Il lunedì mattina era dedicato a dare una mano alle suore di Madre Teresa di Calcutta. Il loro centro, con oltre 50 indigenti, non ha mai chiuso. Circondato dai terroristi ed anche bombardato ha sempre accolto gli ultimi. Invece, il martedi nella scuola di San Giorgio coi bambini down c’era da divertirsi. Ma nel quartiere di Midan, il mercoledì, ripiombavi nella realtà del conflitto, in mezzo alla distruzione, a spalare macerie negli appartamenti. Queste le brevi impressioni di una mattina di gennaio, entrando in una casa di una famiglia cristiana di origini armene che aveva lasciato la città: “Facciamo due rampe di scale ricoperte dalle macerie. Entriamo: il freddo, il silenzio, il fango, il casino. Un grosso foro sul tetto, porte e finestre inesistenti. Sul terrazzo il responsabile materiale della distruzione giace oramai arruginito. Per terra vestiti, valigie e scarpe ricoperti di polvere. Le foto nel corridoio, sporche e sparse; ce n’è una di un matrimonio e di un battesimo. Forse sono usciti di corsa – ho pensato – portandosi dietro le cose più utili”.
‘’Aiutare i cristiani in Siria, vittime di una orrenda persecuzione, rientrava in questa idea di giustizia, che altro non è che tendere la mano a chi soffre. ’’
Come era solito raccontarmi quel magnifico libro aperto che tutti i volontari incontrano ad Aleppo, ossia il professor Alexandre Ivleff: per un lungo periodo della sua storia la lingua straniera più in uso in città era l’italiano, grazie ai forti legami commerciali e culturali della Repubblica di Venezia con la Perla del Levante.

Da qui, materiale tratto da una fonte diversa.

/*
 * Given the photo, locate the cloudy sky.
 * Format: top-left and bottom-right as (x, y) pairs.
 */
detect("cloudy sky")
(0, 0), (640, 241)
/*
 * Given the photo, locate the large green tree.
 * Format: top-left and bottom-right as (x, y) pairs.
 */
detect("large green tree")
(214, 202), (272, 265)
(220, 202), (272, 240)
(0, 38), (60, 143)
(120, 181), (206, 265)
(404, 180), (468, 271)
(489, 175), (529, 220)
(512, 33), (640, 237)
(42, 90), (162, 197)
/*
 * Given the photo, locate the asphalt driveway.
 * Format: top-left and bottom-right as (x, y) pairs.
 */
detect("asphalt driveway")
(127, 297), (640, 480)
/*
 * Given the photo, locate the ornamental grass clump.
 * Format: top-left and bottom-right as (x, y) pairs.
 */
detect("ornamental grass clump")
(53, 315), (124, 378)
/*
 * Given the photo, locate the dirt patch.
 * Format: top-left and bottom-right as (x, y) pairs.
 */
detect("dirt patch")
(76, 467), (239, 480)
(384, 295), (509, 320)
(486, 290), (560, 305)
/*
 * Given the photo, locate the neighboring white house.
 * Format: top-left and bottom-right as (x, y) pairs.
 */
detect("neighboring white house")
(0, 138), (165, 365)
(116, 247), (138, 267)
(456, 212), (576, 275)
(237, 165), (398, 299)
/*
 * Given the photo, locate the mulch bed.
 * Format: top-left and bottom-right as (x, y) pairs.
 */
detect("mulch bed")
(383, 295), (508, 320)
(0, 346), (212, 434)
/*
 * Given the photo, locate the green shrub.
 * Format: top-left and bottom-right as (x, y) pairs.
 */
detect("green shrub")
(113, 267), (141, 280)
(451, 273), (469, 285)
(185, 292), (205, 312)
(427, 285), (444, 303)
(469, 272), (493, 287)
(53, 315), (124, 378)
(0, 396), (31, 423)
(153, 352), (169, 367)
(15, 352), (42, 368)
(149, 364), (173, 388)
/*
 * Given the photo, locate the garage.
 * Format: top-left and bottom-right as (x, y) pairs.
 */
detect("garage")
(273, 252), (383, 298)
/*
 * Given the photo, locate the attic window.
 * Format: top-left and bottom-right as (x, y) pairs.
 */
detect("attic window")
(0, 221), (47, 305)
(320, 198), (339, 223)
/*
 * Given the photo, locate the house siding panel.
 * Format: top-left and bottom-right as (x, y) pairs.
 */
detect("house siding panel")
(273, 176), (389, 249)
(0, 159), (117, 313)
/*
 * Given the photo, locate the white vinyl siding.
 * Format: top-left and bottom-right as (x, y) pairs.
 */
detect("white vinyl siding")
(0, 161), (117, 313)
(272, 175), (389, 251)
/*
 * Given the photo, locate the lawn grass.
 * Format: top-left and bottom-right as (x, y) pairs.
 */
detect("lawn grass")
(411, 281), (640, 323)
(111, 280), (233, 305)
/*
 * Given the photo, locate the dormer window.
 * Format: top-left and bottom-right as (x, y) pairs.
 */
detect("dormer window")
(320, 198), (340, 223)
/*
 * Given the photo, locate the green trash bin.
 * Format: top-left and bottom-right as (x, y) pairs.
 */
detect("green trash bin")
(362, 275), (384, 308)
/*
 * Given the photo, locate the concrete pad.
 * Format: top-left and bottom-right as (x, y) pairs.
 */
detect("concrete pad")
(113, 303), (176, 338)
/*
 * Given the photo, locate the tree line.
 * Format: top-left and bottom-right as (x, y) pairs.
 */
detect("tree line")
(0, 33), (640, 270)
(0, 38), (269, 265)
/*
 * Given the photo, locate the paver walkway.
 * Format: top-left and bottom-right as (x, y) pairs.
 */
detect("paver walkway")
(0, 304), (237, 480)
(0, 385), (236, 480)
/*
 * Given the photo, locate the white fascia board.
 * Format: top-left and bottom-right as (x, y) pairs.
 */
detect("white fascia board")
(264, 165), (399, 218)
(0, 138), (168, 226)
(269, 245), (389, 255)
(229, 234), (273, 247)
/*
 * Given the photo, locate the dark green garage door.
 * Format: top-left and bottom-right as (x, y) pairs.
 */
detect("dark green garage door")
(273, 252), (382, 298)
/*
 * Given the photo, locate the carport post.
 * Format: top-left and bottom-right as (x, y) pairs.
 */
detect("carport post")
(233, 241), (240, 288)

Negli ultimi decenni invece, il francese e l’inglese l’hanno fatta da padrona. Eppure, in questa breve ma intensa esperienza tante persone hanno manifestato l’interesse per la nostra lingua. Così, con i pochi mezzi a disposizione abbiamo messo sù dei corsi per principianti, sette in tutto, per un totale di sessanta studenti. Per me è stata la parte più bella del “percorso siriano”, poiché mi ha dato modo di conoscere tante persone, tanti amici, di poter parlare con loro e capire meglio alcune cose, sulla guerra, sulle loro sensazioni e opinioni. Più che un percorso formativo, lo scopo delle lezioni di italiano era distrarre dalle difficoltà quotidiane e dai cattivi ricordi, divertendosi e imparando. Porterò ciascuno studente nel cuore, persone semplici e generose. E terrò la promessa di tornare presto a trovarli.
Del resto, lasciare Aleppo, gli aleppini e la Siria non è stato facile. C’è ancora tanto lavoro da fare e ciascuno di noi può fare la sua piccola parte: con un aiuto concreto, partendo come volontario o, semplicemente, divulgando la verità sul conflitto siriano, rendendo giustizia e onore ai tanti che per salvare la Siria laica hanno donato la propria vita.